Vor allem Italien hat die chinesischen Investitionen sehr begrüßt. Im vergangenen Jahr investierten vier große chinesische Unternehmen fast 10 Milliarden Euro (10,97 Milliarden US-Dollar) im Land. Ende Dezember 2014 verkündete die Shanghai Electric Power Co. Ltd. ihre Entscheidung zum Kauf mehrerer Kraftwerke und Energieanlagen in Italien. Bei der offiziellen Vertragsunterzeichnung war auch der italienische Ministerpräsident Matteo Renzi anwesend.
Vermögenswerte in europäischen Ländern hätten in jüngerer Vergangenheit niedrige Bewertungen erhalten, erklärte Ding Chun, Forscher im Bereich Europastudien an der Universität Fudan in Shanghai, der Global Times.

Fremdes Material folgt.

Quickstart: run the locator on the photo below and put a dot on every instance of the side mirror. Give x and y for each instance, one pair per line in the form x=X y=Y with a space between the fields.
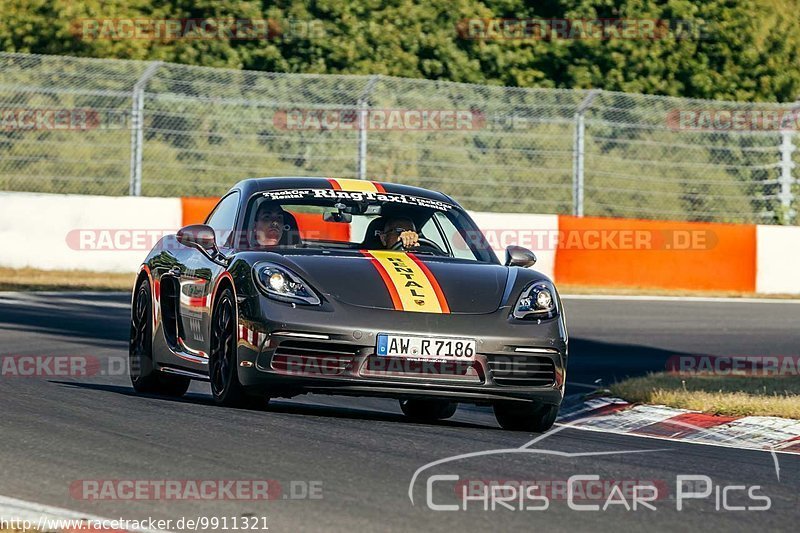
x=519 y=256
x=198 y=235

Die EU muss sich aus ihrer ökonomischen Malaise befreien, ausländische Investitionen könnten das Heilmittel dazu sein. Darum sorgen die steigenden Investitionen Chinas in Europa nicht nur für Schwung am Markt, sondern sind auch ein Phänomen, das beiden Seiten nutzt.
Bedenken und Risiken
Zwar kurbeln chinesische Investitionen die örtliche Wirtschaft an, sie stoßen teilweise aber auch auf Widerstand und sorgen für Panik. Die Nachricht, dass chinesische Investoren den Club Med, eine weltweite Hotelanlagenkette, und Flughafenanteile in Toulouse kaufen wollten, führte zu großer Besorgnis in den französischen Medien, die den Verlust von Vermögenswerten und Jobs fürchteten.

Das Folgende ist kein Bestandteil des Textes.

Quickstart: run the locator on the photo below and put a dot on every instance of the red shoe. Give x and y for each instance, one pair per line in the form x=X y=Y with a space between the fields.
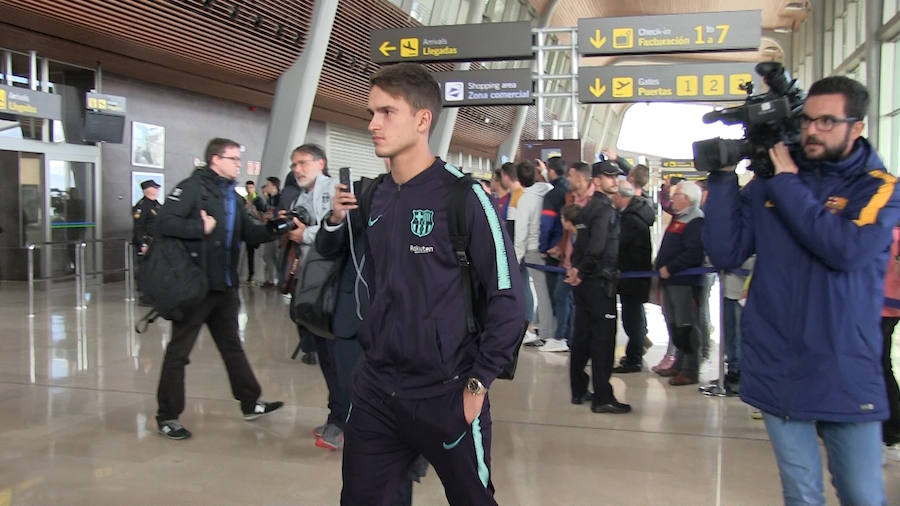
x=670 y=372
x=681 y=380
x=665 y=363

Im März kaufte Sinochem, Chinas größtes Chemieunternehmen, für 7,1 Milliarden Euro (7,7 Milliarden US-Dollar) 26 Prozent der Unternehmensanteile von Pirelli, dem fünftgrößten Reifenhersteller der Welt. Die Meldung sorgte für viel Wirbel in den italienischen Medien. Aus ihrer Sicht ließ sich Italien den Stolz seiner Industrie abkaufen. Tatsächlich aber war der von Sinochem gebotene Preis deutlich höher als der aktuelle Aktienwert in der Abwärtsspirale der EU-Wirtschaft.
Durch die Fusion von Sinochem und Pirelli entsteht außerdem der viertgrößte Reifenhersteller der Welt und Pirelli wird auch am asiatischen Markt Fuß fassen können.
Trotz dieser großen Übernahmen stehen chinesische Investoren nach dem Kauf europäischer Marken oder Vermögenswerte oft vor unvorhersehbaren Herausforderungen.
Dass Investitionen in Europa scheitern, ist nicht selten. Hinter jeder Chance lauert meist auch ein verborgenes Risiko. So unterscheiden sich die Rechtssysteme und Geschäftsumfelder in den EU-Ländern stark von China. Chinesische Investoren sollten sich daher der Probleme und potenziellen Risiken bewusst sein, bevor sie ein Gebot abgeben.